The insurance industry has been scrutinized for years due to “fair bias” practices. Indeed, bad data in business practices and bias are known insurance associates. Unfortunately, the result is marginalized populations.
Some industry experts—including a former insurance commissioner in the US—believe that discrimination will become the largest AI regulation issue. This is because customer data can easily reveal too much adverse data, allowing insurance companies to pick only the most desirable risks.
What is bad data for insurance businesses?
When building models, training data matters – a lot. Consider the example of body mass index (BMI) in life insurance. This example shows how a lack of diverse, representative and high-quality insurance data led to 80 years of an “ideal risk” that the American Medical Association eventually decried as inherently biased.
In this case, BMI data was based on a predominantly white male height and weight data set. Recent research proves that BMI does not account for things like bone density and muscle mass, so it is an inaccurate risk assessment measure for many people.
As the BMI example shows, a lack of data can create availability bias (an overreliance on data that’s easily accessed) – which leads to bad outcomes. And because data is the fuel for artificial intelligence, it follows that feeding bad data into AI systems will lead to poor results.
What are algorithms and why do they matter?
An AI algorithm is a list of step-by-step instructions designed to accomplish a specific task or solve a specific problem. Synthetic data generation (the creation of synthetic data) employs AI algorithms, such as machine learning algorithms and neural networks.
Bias: A 4-letter word
Historically, insurers have used zip codes or territory codes to calculate insurance premiums. But seemingly innocent variables like these can be proxies for sensitive data – such as race, gender or religion. Such variables can, in turn, hide bias.

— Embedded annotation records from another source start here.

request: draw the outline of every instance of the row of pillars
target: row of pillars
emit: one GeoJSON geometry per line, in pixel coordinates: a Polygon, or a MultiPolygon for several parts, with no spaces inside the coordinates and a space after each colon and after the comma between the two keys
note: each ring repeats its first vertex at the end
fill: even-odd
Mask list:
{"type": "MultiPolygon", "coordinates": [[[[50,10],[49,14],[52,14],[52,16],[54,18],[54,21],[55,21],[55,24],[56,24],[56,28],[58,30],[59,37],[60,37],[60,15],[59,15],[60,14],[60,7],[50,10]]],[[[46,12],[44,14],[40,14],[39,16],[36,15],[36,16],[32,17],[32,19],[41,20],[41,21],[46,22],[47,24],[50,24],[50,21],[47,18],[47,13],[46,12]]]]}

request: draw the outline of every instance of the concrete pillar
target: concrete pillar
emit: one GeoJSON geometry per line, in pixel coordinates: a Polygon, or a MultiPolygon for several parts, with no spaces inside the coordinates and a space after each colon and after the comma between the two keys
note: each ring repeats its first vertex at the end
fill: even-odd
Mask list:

Consider a Propublica story from 2017 in Chicago. The story focused on disparities in auto insurance premiums where zip codes were used as a primary data point for setting rates. Later research proved that those living in minority zip code areas paid higher premiums – holding constant factors such as age, coverage, gender and loss history.

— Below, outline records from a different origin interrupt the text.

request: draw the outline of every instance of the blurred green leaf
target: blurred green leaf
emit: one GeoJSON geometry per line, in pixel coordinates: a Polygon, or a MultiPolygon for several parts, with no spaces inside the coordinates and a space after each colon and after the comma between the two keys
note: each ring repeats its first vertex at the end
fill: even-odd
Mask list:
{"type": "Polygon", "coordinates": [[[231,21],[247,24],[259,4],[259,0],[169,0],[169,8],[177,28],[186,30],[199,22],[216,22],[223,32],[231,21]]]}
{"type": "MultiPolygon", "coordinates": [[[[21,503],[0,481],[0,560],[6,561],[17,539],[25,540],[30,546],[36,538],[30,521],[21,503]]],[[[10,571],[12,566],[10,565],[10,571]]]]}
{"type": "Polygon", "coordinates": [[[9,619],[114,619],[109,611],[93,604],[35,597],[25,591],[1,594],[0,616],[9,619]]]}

In the most egregious example, the difference in premium when changing zip code was more than 300% higher in neighborhoods that were more than 50% minority. And it was higher in every one of the 34 companies quoted.
If biases like this are not assessed and mitigated, vulnerable populations will be further marginalized. AI will only exacerbate the inequities.
Where generative AI comes into play
Most business cases of generative AI (GenAI) feature large language model (LLM) capabilities. But another type of GenAI – synthetic data – is especially useful for addressing data concerns like privacy and fairness. Synthetic data offers modelers the advantage of not relying on data masking to protect sensitive personal data. Consider what these organizations are saying:
Too good to be true? Not at all.
A real-world example of synthetic data results
In 2022, SAS, in collaboration with Syntho and the Dutch AI Coalition, demonstrated that synthetic data produced more reliable results than anonymized data while maintaining the deep statistical patterns required for more advanced analysis.
Such advances, coupled with growing concerns about protecting privacy, are why IDC predicts that by 2027, 40% of AI algorithms insurers use throughout the policyholder value chain will use synthetic data to guarantee fairness within the system and comply with regulations.
Synthetic data for insurance: holy grail or AI snake oil?
Synthetic data, in and of itself, will not heal all wounds. Remember, you still need the original data to create the synthetic data. Because of that, perpetuated biases in the original data can still prevail.
Any dialogue on the safe consumption of AI, including GenAI, must acknowledge several truths:
- Bias creates inequities.
- All models possess bias.
- Bias can be mitigated, but not eliminated.
To position themselves as leaders in this space, organizations need to develop their own trustworthy AI principles. They should also:
- Foster a culture of data literacy and the use of data-driven decisions.
- Empower employees to call out unintended AI risks.
- Embrace a code of data ethics as an integral part of their enterprise.
Recently, SAS hosted a synthetic data insurance project with a large insurer experimenting with synthetic data and credit scoring. Results of the experiment were encouraging. The ensuing discussion also highlighted certain ugly truths about the use of credit and other factors that affect premium rating. For example:
-
-
- Multiple studies have confirmed minorities and female drivers pay more for auto insurance.
- Driving history can be influenced by police bias.
- Tracking driving behavior through smart devices can be skewed based on road conditions that vary among neighborhoods.
-
What’s next for synthetic data in insurance?
There are many ways for insurers to use GenAI.
Insurers can use generative AI models to create scenarios, then proactively identify risks and predict outcomes. GenAI can inform decisions about pricing and coverage. It can also automate claims processing to help lower costs and enhance customer experiences (and satisfaction). It can also be used to improve fraud detection and can make targeted risk prevention recommendations to customers that reduce the likelihood of claims.
Synthetic data holds the key to breaking the cycle of bias perpetuated in the insurance industry.
Rather than focusing on potential negative aspects of AI, the collective insurance community should ask the right questions and place a discreet focus on the quality of the data being used to generate their synthetic data. As a result, we can protect privacy and significantly reduce bias – all while unlocking the tremendous value of generative AI.